1. 短距離走が得意だ。 はい・いいえ
2. 体脂肪が13以下(女性は16以下)。 はい・いいえ
3. 息を1分以上止められる。 はい・いいえ
4. 長距離走が苦手だ。 はい・いいえ
5. どちらかというと痩せている。 はい・いいえ
6. ジャンプ力には自信がある。 はい・いいえ
7. 野菜より肉が好き。 はい・いいえ
8. 遠くにボールを投げることが出来る。 はい・いいえ
9. 水泳は平泳ぎよりクロールが好き。 はい・いいえ
10. 疲れやすい。 はい・いいえ
「はい」が6つ以上・・・速筋タイプ。あなたは瞬発力に優れています。
「はい」が4つ以下・・・遅筋タイプ。あなたは持久力に優れています。
「はい」「いいえ」が同数・・・中間筋タイプ。
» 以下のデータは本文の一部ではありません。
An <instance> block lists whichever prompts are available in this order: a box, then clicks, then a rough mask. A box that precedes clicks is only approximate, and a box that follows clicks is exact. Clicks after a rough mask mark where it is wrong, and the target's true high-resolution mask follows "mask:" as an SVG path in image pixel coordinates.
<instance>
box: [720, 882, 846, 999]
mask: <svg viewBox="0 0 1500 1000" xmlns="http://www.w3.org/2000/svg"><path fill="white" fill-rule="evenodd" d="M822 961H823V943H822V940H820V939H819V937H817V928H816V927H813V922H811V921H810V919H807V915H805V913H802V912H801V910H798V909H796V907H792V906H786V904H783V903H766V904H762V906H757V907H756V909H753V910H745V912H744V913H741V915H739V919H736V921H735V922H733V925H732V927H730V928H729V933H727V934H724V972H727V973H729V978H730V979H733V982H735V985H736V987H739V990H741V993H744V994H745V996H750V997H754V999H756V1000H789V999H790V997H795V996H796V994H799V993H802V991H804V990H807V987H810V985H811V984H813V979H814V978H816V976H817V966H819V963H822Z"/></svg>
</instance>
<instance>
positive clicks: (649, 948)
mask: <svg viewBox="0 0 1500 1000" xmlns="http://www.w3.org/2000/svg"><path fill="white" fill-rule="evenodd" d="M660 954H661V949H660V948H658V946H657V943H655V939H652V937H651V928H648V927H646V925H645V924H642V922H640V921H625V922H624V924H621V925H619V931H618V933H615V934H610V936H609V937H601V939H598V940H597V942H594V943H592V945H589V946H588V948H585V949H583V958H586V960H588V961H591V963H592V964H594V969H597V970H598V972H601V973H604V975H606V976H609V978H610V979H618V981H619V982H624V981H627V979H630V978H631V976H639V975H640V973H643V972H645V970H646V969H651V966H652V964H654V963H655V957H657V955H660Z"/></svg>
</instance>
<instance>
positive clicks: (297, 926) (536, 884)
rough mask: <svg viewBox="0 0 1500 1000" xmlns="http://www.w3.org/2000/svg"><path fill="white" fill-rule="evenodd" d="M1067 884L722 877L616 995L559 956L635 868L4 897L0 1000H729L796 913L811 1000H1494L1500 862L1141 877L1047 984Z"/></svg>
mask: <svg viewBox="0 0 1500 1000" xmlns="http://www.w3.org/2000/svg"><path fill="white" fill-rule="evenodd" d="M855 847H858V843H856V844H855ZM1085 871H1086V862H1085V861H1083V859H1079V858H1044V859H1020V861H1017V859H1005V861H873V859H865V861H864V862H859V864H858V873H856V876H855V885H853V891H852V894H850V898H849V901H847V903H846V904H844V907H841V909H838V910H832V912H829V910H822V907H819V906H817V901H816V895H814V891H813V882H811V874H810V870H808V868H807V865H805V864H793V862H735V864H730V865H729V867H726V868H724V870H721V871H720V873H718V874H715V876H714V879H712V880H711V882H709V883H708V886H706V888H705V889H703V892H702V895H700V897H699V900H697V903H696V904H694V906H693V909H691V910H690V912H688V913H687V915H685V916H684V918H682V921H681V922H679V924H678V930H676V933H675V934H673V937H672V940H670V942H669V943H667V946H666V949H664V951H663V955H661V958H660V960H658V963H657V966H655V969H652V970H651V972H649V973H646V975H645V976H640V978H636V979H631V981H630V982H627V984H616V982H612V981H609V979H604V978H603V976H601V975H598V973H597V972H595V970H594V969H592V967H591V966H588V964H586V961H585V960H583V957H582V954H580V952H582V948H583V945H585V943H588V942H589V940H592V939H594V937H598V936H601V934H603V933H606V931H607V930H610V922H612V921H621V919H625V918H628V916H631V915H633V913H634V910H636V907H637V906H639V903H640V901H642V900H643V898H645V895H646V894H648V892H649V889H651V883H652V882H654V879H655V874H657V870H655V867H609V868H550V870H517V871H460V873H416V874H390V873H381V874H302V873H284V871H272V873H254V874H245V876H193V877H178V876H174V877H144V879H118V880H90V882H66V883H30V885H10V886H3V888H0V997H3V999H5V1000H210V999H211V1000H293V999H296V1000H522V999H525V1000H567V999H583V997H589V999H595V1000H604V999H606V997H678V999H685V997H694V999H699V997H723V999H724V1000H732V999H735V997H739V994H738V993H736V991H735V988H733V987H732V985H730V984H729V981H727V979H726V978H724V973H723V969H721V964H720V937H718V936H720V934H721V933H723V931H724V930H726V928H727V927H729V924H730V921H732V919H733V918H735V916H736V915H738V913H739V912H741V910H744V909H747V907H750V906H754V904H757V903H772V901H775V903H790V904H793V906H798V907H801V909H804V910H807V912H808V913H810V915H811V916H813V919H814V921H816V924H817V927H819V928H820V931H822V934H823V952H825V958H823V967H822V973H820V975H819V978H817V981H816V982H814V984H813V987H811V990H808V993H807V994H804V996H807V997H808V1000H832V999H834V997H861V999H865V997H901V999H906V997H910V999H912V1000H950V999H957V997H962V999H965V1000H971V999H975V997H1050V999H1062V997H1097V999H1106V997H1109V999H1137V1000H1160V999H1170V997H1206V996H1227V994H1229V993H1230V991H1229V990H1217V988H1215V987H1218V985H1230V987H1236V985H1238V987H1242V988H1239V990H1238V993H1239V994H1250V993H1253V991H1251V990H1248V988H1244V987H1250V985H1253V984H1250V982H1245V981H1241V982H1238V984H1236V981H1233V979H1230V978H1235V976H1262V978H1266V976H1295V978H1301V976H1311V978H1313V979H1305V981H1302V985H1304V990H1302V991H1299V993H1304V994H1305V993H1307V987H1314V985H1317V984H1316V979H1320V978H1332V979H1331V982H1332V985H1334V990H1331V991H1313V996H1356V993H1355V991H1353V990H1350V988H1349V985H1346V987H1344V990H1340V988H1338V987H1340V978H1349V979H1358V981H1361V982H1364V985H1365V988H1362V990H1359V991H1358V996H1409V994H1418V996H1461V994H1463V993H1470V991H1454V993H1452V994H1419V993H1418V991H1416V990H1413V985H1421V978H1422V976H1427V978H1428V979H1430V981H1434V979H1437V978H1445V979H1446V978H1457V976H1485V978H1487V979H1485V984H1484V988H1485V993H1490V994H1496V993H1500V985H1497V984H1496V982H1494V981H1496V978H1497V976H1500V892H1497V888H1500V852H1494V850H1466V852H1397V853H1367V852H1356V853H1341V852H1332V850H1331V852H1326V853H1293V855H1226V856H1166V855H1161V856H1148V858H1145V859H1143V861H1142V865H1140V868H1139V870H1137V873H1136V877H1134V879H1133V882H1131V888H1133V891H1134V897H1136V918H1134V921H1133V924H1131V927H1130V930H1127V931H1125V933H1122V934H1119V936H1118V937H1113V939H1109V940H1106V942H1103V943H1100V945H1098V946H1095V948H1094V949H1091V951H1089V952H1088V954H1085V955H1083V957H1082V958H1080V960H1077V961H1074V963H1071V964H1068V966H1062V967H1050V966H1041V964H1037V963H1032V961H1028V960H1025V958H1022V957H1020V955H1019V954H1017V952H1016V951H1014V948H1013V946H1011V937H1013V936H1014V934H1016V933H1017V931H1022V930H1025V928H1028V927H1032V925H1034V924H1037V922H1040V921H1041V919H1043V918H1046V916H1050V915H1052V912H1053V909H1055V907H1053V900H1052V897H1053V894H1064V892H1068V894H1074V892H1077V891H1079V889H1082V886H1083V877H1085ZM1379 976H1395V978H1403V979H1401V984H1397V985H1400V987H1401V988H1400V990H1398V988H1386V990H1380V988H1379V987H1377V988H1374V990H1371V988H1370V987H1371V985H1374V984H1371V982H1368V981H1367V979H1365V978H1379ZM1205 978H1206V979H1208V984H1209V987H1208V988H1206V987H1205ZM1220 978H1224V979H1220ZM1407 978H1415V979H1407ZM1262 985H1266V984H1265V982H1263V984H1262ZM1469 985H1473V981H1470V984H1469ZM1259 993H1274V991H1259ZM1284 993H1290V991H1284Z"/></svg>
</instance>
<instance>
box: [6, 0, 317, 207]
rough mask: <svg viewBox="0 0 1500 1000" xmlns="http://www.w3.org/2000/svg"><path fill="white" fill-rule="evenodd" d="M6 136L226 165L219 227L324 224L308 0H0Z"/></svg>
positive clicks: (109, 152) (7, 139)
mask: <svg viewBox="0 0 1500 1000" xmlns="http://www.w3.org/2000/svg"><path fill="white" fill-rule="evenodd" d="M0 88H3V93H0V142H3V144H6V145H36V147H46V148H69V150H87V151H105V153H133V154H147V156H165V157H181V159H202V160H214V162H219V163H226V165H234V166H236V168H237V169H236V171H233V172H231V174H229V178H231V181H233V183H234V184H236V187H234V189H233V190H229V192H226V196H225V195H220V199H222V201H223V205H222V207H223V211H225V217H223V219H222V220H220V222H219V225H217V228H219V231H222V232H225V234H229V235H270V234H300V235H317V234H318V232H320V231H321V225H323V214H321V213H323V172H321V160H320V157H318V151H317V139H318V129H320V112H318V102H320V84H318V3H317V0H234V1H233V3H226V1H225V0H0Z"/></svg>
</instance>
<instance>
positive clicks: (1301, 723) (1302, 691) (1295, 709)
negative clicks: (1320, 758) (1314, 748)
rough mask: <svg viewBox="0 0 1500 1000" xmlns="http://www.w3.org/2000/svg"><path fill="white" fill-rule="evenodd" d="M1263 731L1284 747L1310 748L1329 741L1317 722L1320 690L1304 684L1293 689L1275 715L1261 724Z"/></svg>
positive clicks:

あなたは万能筋の持ち主です。
筋肉に関するトラブルのケア
1.筋肉痛
筋肉の損傷後に新しい筋繊維がつくられて、超回復が行われます。
時折左の肋骨の痛み
この超回復によって筋肉は大きくなります。
しかし運動後に休養を取らずに筋肉にストレスをかけ続けると回復が追い付かず筋肉が固まってしまいます。なので、トレーニング後には休息をしっかり取りましょう。
2.捻挫
捻挫は軽い怪我ではありません。
痛めた個所が捻挫か骨折なのかをまず確認します。
足首の場合は、かかとをコツと叩くと一か所に痛みが走るときは骨折の可能性があります。全体に広がるならば捻挫です。ただちに"安静・冷却・圧迫・高拳"といった処置を施します。
3.肉離れ
起こして48時間以内ならば、まずは安静にして該当箇所を冷却します。損傷後の迅速な対応がポイントです。筋肉の柔軟性不足が再発につながるので、運動前後に入念なストレッチを行うことが予防になります。
4.足がつる
最初にゆっくりいたい部分を伸ばします。
ふくらはぎであれば、足のつま先を持って手前にゆっくりと引っ張ってください。
その後患部を温めたりマッサージするのが良いでしょう。
これも、癖になってしまわぬよう日ごろのマッサージやストレッチで予防しましょう。
"うつ病は減少した焦点にリンク"
筋肉の成長には良質なたんぱく質が必要
ハードなトレーニングのみでは、筋肉は決して大きくなりません。
筋肉の材料となる食べ物にも気を使って、効率よく筋力アップを望みましょう。
筋肉の量を増やすには、材料となるたんぱく質を取ることが重要です。
トレーニングによって破壊された筋肉繊維は、成長ホルモン等の力を借りてたんぱく質を材料に修復されます。こうして再構築された筋肉は、筋繊維が太くなっており筋力が増しているのです。なので、運動後にたんぱく質をしっかり摂取することが、筋力増大にプラスなのです。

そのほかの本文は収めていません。